For the object-oriented developer such pre-existing abstractions are precious: they provide some of the system's fundamental classes; and, as we may note once more, the objects are here for the picking.
Finding the implementation classes
Implementation classes describe the structures that software developers use to make their systems run on a computer. Although the fashion in the software engineering literature has been, for the past fifteen years, to downplay the role of implementation, developers know the obvious -- that implementation consumes a large part of the effort in building a system, and much of the intelligence that goes into it.
The bad news is that implementation is difficult. The good news is that implementation classes, although often hard to build in the absence of good reusable libraries, are not the most difficult to elicit, thanks to the ample body of literature on the topic. Since "Data Structures and Algorithms", sometimes known as "CS 2", is a required component of computing science education, many textbooks survey the rich catalog of useful data structures that have been identified over the years. Better yet, although most existing textbooks do not explicitly use an object-oriented approach, many naturally follow an abstract data type style, even if they do not use the phrase, to present data structures; for example to introduce various forms of table such as binary search trees and hash tables you have first to state the various operations (insert an element with its key, search for an element through its key and so on) with their properties. The transition to classes is fairly straightforward.
Recently, some textbooks have started to go further by applying a thoroughly object-oriented approach to the traditional CS 2 topics.
Whether or not he has gone through a Data Structures and Algorithms Course at school, every software engineer should keep a good textbook on the topic within reach of hand, and go back to it often. It is all too easy to waste time reinventing concepts that are well known, implement a less-than-optimal algorithm, or choose a representation that is not appropriate for the software's use of a data structure -- for example a one-way linked list for a sequential structure that the algorithms must regularly traverse back and forth, or an array for a structure that constantly grows and shrinks in unpredictable ways. Note that here too the ADT approach reigns: the data structure and its representation follow from the services offered to clients.
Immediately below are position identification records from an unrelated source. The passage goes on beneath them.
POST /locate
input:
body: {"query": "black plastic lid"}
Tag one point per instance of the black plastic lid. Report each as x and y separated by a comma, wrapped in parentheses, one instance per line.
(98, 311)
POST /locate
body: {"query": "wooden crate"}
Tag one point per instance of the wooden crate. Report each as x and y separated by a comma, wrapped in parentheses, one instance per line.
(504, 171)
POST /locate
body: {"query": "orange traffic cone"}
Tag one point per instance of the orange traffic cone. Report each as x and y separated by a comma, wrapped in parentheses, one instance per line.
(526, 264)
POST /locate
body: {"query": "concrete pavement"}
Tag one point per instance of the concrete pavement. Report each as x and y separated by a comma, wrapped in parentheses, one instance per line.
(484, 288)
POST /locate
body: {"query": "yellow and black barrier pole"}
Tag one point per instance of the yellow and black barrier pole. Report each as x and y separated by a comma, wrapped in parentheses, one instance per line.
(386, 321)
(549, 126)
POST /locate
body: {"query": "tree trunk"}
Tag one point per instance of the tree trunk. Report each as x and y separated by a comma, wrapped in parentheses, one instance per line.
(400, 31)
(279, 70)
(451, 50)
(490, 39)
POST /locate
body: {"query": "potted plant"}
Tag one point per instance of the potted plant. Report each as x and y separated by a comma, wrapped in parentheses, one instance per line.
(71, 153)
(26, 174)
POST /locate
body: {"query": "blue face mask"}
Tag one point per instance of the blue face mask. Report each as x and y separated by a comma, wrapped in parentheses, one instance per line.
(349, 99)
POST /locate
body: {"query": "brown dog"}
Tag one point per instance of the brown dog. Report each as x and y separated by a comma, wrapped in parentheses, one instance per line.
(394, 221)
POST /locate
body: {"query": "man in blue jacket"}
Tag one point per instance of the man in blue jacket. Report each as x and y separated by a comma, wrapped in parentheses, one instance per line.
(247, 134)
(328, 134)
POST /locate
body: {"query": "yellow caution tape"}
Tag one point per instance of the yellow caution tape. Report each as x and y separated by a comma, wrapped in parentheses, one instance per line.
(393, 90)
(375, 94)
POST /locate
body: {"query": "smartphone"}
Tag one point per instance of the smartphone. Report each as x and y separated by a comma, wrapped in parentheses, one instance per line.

Beyond textbooks and experience, the best hope for implementation classes is reusable libraries, as we will see at the end of this chapter.
Deferred implementation classes
Traditional data structures textbooks naturally emphasize effective (fully implemented) classes. In practice, much of the value of a set of implementation classes, especially if they are meant to be reusable, lies in the underlying taxonomy, as defined by an inheritance structure that will include deferred classes. For example, various queue implementations will be descendants of a deferred class QUEUE describing the abstract concept of sequential list.
"Deferred implementation class", then, is not an oxymoron. Classes such as QUEUE, although quite abstract, help build the taxonomies thanks to which we can keep the many varieties of implementation structures coherent and organized, assigning to every class a precise place in the overall scheme.
In another book [M 1994a] I have described a "Linnaean" taxonomy of the fundamental structures of computing science, which relies on deferred classes to classify the principal kinds of data structure used in software development.
Finding the design classes
Design classes represent architectural abstractions that help produce elegant, extendible software structures. STATE, APPLICATION, COMMAND, HISTORY_LIST, iterator classes, "controller" classes as in the Smalltalk MVC model are good examples of design classes. We will see other seminal ideas in subsequent chapters, such as active data structures and "handles" for platform-adaptable portable libraries.
Although, as noted, there is no sure way to find design classes, a few guidelines are worth noting:
22.4 OTHER SOURCES OF CLASSES
A number of heuristics have proved useful in the quest for the right abstractions.
The advice of looking first at what is available does not just apply to library classes. As you write applications, you will accumulate classes which, if properly designed, should facilitate later developments.
Not all reusable software was born reusable. Often, the first version of a class is produced to meet some immediate requirement rather than for posterity. If reusability is a concern, however, it pays to devote some time, after the development, to making the class more general and robust, improving its documentation, adding assertions. This is different from the construction of software meant from the start to be reusable, but no less fruitful. Having evolved from components of actual systems, the resulting classes have passed the first test of reusability, namely usability: they serve at least one useful purpose.
Adaptation through inheritance
When you discover the existence of a potentially useful class, you will sometimes find that it does not exactly suit your present need: some adaptation may be necessary.
Unless the adaptation addresses a deficiency which should be corrected in the original as well, it is generally preferable to leave the class undisturbed, preserving its clients according to the Open-Closed principle. Instead, you may use inheritance and redefinition to tune the class to your new need.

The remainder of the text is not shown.